Google released Thursday a “reinvented” version of its research agent Gemini Deep Research based on its highly publicized ultra-modern foundation modelGemini 3 Pro.
This new agent isn’t just designed to produce search reports, although it can still do that. It now allows developers to integrate the search capabilities of Google’s SATA model into their own applications. This capability is made possible thanks to the new Interactions APIwhich is designed to give developers more control in the next era of agentic AI.
The new Gemini Deep Research tool is an agent equipped to synthesize mountains of information and handle a large context dump in the prompt. Google says it is used by customers for tasks ranging from due diligence to drug safety research.
Google also says it will soon integrate this new deep search agent into services including Google Search, Google Finance, its Gemini app, and its popular NotebookLM. This is another step toward preparing for a world in which humans no longer search for things on Google, but their AI agents do.

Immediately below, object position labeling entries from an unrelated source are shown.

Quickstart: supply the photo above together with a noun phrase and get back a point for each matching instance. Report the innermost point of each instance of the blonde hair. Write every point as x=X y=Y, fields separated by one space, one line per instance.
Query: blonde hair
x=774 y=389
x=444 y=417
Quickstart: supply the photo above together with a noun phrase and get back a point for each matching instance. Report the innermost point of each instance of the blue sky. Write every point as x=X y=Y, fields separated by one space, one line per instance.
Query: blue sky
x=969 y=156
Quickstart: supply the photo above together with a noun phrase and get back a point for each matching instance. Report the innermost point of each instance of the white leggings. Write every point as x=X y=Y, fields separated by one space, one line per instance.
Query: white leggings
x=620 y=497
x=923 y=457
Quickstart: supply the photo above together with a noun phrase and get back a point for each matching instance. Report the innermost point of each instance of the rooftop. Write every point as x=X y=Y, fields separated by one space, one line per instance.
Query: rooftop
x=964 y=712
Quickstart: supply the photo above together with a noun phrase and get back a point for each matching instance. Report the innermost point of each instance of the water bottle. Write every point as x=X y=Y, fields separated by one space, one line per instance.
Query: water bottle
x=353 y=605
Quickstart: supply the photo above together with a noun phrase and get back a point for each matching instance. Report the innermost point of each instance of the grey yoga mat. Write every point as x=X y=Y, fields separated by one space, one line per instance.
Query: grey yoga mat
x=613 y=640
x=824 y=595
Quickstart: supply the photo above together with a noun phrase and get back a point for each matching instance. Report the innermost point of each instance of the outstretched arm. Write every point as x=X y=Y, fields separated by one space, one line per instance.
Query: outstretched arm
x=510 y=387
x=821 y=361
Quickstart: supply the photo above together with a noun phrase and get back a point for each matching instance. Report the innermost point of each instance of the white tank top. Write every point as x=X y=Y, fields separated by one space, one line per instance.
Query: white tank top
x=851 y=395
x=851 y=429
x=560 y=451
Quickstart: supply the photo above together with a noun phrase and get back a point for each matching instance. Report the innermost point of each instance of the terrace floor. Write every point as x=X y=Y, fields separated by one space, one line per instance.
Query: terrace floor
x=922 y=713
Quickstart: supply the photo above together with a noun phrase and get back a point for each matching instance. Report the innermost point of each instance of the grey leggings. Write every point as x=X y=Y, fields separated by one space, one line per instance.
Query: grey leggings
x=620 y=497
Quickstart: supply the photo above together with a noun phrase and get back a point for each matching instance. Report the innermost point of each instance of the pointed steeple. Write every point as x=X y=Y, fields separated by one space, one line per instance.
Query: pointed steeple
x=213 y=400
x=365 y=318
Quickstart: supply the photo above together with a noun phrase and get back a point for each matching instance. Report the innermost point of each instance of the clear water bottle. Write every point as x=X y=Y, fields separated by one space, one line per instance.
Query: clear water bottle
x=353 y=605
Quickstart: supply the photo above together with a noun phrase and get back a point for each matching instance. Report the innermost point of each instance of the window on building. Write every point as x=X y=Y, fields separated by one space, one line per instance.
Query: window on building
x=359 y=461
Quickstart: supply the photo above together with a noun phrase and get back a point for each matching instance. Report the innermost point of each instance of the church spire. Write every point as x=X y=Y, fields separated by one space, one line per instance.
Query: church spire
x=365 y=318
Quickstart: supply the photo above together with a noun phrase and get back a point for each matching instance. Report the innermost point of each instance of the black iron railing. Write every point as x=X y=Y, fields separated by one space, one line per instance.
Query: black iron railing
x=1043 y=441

The tech giant says Deep Research benefits from Gemini 3 Pro’s status as the “most evidence-based” model, trained to minimize hallucinations during complex tasks.
AI hallucinations – where the LLM just makes things up – are a particularly crucial problem for long-running, deep-reasoning agent tasks, in which many autonomous decisions are made in minutes, hours, or more. The more choices an LLM must make, the more likely it is that a single crazy choice will invalidate the entire outcome.
To prove its progress, Google also created another benchmark (as if the AI world needed another one). The new benchmark is unimaginatively called DeepSearchQA and is intended to test agents on complex, multi-step information search tasks. Google has opened this benchmark.
Techcrunch event
San Francisco
|
October 13-15, 2026
He also tested Deep Research on Humanity’s Last Exam, an independent general knowledge repository with a much more interesting name and full of incredibly specialized tasks; and BrowserComp, a benchmark for browser-based agentic tasks.
As expected, Google’s new agent beat the competition on its own benchmark and that of Humanity. However, OpenAI’s ChatGPT 5 Pro was surprisingly second and slightly ahead of Google on BrowserComp.
But these benchmark comparisons were obsolete almost by the time Google published them. Because on the same day, OpenAI launched its highly anticipated GPT 5.2 – codenamed Garlic. OpenAI claims its new model outperforms competitors, particularly Google, on a series of typical benchmarks, including one developed in-house by OpenAI.
Perhaps one of the most interesting aspects of this announcement was the timing. Knowing that the world was waiting for Garlic’s release, Google released its own AI news.